Às vezes no intervalo da demência mística que os devora, dizem coisas certas. Dizem que somos contra as religiões, todas as religiões, o que é verdade. Mas mentem quando dizem que somos contra os crentes, todos os crentes. Somos de facto contra as drogas mas temos o maior carinho pelos drogados. Combatemos os passadores mas respeitamos os consumidores. É esta diferença que depois da ressaca poderão apreciar.

Também não é verdade que sejamos contra Deus. Ninguém pode ser contra o que não existe. Somos contra a exploração da mentira, a venda de placebos, a humilhação dos homens e das mulheres à custa de um mito. E só nos insurgimos pelo facto de haver pessoas dispostas a impor princípios e obrigações aos incautos sob a ameaça de um deus vingativo. Repudiamos, sim, o terrorismo psicológico que exercem ou os castigos que se encarregam de infligir.
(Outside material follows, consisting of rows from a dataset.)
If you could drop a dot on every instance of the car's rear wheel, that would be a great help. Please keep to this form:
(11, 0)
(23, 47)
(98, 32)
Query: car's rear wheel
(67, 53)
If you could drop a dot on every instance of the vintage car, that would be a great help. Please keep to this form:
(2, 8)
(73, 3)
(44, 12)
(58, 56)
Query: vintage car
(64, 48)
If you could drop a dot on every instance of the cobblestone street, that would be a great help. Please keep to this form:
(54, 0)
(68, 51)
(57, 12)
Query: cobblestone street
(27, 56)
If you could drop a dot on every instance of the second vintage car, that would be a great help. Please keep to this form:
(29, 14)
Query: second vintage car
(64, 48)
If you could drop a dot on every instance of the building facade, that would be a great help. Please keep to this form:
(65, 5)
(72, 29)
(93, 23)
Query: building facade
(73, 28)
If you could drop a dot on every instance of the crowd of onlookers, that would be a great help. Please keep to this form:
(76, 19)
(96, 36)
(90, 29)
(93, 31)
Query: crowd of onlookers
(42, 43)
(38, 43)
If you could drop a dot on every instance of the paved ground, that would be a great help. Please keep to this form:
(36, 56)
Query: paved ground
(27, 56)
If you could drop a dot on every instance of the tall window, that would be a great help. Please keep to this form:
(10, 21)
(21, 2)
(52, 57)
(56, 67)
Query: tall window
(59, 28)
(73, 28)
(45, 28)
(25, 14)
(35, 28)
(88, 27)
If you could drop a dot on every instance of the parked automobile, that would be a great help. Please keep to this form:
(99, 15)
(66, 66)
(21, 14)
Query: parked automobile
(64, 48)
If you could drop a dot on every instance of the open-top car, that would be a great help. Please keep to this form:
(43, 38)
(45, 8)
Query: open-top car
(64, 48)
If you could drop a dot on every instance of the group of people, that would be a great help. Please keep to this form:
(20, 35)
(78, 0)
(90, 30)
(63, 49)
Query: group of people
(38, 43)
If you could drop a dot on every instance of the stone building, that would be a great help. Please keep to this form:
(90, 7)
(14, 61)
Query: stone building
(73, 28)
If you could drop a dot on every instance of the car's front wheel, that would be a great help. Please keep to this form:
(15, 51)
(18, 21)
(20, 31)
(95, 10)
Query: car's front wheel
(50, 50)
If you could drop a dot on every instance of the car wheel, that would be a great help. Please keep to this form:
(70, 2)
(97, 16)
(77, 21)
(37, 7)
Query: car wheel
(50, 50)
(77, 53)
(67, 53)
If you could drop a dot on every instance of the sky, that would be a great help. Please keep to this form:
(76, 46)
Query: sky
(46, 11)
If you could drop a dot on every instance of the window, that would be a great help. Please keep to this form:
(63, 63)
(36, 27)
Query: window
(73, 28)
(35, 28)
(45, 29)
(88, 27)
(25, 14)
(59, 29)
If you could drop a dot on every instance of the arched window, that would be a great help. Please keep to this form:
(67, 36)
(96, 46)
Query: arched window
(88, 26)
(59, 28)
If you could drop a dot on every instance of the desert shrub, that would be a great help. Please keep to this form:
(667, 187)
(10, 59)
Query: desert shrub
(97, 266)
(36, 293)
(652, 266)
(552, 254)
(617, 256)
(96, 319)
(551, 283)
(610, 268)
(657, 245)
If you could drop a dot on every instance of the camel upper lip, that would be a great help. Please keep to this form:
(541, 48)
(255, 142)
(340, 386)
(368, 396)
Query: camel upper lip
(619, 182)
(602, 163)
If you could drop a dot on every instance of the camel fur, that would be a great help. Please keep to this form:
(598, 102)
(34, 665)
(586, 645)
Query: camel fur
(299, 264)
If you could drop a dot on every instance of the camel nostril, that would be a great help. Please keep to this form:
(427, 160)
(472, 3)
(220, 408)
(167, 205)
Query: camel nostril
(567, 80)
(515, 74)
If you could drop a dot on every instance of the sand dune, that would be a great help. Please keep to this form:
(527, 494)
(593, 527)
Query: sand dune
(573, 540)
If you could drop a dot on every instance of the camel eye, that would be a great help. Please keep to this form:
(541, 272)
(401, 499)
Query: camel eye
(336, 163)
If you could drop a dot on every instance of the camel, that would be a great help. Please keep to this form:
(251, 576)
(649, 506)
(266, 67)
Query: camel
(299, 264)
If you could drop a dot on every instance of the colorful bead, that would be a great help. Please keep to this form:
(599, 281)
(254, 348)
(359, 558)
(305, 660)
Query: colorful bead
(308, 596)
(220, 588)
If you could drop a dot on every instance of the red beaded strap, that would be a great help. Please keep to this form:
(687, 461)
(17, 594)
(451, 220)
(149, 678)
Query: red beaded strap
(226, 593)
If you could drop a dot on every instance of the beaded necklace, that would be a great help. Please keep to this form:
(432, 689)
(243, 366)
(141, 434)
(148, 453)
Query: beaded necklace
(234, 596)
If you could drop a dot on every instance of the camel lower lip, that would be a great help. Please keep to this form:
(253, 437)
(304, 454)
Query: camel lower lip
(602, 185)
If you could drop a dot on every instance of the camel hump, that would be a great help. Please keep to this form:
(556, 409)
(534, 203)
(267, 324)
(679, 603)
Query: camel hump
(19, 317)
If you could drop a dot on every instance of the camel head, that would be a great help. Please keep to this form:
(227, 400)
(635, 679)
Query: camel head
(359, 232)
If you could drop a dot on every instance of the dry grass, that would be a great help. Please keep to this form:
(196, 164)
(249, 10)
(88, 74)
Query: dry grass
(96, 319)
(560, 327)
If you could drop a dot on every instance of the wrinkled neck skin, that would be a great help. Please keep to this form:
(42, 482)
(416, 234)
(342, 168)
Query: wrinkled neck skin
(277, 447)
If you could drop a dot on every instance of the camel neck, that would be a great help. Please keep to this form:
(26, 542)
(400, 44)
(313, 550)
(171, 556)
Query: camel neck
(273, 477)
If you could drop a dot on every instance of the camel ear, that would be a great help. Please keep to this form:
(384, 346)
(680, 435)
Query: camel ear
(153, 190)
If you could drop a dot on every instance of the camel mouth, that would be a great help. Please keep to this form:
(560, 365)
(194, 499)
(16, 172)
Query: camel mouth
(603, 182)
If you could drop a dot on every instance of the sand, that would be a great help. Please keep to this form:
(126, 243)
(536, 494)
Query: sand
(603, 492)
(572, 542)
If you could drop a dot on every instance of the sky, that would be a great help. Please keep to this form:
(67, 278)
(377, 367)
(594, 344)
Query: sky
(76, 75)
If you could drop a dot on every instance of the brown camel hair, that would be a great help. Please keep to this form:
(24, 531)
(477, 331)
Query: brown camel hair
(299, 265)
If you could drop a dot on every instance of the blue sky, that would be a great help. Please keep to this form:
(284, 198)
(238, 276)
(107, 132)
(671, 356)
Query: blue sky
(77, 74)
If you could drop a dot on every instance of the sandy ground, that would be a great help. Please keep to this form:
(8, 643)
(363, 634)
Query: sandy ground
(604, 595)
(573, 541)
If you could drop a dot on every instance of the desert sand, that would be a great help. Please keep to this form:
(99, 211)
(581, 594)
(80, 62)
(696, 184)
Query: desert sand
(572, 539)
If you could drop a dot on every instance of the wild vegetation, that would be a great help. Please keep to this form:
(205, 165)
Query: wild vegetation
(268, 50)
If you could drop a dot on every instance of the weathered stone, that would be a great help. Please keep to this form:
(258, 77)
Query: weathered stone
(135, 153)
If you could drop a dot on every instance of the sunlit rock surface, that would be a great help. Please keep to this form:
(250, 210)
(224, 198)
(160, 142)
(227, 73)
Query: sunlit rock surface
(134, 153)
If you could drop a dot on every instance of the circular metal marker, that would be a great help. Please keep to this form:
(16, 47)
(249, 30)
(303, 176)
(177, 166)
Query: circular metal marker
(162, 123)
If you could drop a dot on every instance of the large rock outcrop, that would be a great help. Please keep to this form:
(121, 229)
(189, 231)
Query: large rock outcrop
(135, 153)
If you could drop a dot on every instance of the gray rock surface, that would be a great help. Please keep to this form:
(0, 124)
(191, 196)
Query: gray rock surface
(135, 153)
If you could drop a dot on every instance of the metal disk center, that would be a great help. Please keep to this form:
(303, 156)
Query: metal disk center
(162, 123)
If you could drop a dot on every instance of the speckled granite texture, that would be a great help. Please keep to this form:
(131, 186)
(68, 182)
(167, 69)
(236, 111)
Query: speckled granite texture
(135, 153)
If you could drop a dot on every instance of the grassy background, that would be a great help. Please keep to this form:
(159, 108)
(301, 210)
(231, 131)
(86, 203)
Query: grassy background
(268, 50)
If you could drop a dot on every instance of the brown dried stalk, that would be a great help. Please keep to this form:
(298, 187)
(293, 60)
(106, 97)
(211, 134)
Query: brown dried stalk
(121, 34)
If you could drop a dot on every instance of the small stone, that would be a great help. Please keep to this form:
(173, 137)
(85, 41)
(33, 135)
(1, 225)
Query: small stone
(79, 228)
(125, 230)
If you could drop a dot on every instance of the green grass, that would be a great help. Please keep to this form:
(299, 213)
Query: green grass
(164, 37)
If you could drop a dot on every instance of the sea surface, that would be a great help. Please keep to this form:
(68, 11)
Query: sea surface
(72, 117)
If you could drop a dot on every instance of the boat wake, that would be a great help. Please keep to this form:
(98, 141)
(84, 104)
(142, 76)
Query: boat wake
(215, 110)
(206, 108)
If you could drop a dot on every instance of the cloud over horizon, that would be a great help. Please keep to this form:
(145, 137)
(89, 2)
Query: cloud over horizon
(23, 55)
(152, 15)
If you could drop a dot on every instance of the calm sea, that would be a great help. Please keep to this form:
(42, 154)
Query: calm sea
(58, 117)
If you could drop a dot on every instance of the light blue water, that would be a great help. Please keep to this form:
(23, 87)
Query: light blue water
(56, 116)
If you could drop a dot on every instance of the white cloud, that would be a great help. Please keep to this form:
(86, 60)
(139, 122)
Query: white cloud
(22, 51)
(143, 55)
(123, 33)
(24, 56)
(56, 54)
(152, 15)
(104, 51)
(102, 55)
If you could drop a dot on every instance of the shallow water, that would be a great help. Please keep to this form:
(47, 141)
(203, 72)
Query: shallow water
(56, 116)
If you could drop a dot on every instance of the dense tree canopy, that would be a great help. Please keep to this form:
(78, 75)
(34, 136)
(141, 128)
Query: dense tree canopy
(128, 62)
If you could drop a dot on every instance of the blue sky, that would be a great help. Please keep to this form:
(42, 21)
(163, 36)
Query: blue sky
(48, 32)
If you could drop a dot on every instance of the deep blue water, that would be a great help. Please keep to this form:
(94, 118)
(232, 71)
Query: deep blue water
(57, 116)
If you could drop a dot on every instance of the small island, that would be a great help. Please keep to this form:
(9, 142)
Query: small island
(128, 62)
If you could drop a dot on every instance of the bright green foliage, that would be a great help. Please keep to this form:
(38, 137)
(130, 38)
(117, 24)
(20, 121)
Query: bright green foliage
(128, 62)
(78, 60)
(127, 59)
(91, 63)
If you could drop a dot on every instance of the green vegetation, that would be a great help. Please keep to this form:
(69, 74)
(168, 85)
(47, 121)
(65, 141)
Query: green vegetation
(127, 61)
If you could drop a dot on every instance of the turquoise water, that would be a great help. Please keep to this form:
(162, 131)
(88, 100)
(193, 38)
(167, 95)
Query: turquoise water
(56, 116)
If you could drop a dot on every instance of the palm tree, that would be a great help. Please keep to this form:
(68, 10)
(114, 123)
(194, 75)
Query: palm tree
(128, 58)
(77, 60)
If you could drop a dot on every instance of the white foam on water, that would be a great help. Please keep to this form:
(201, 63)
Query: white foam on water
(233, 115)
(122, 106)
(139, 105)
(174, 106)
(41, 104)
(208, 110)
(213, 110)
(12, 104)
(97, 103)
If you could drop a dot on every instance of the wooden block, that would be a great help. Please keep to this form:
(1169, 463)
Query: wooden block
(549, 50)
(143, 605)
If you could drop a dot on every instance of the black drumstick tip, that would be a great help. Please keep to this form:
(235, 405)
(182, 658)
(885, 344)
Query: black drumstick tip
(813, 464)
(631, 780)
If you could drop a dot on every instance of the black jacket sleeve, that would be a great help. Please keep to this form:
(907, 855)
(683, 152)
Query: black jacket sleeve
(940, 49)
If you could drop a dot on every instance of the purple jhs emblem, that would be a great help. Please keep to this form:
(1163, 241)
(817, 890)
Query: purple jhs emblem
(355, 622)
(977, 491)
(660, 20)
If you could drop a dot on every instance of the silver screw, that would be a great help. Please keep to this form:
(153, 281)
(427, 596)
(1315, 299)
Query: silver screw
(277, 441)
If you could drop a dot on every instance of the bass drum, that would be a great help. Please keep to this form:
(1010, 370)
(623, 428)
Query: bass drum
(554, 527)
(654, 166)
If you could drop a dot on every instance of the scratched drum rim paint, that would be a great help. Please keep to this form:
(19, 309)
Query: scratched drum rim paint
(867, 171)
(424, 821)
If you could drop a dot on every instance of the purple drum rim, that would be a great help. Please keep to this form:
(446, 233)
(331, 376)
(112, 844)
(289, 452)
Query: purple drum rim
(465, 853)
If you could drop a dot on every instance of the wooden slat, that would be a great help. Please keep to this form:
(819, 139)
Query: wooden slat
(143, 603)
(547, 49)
Já alguém no Diário Ateísta criticou Júpiter, ridicularizou Neptuno, invectivou Mercúrio, ou escarneceu qualquer dos 12 deuses da mitologia romana, ou Zeus , Posídon e os outros da mitologia grega? Tal como Osíris, Ormusd ou Brama deixaram de ter crentes e, por isso, ninguém perde o emprego por não acreditar neles, ninguém arrisca o pescoço ou a liberdade por não obedecer às suas determinações, ninguém é preso, queimado ou lapidado pelo desprezo a que os vota. Os deuses de hoje são os mitos do futuro. Nós ateus apreciamos a mitologia, apenas combatemos a mitomania.

Por tudo isto são bem-vindos os crentes de qualquer deus que estejam dispostos a defender os crentes de um deus diferente e os que não precisam nem querem acreditar.

Até lhes perdoamos o humor lábil, a covardia do anonimato, as frequentes alterações do pseudónimo, a saudade da Inquisição, a ânsia de se tornarem cruzados, para partirem em guerra contra os infiéis, e o ressentimento contra o ateísmo.

Animem-se, nós somos o instrumento de Deus para pôr à prova a vossa fé. Têm obrigação de acreditar nesta e noutras idiotices que vos ensinam na catequese.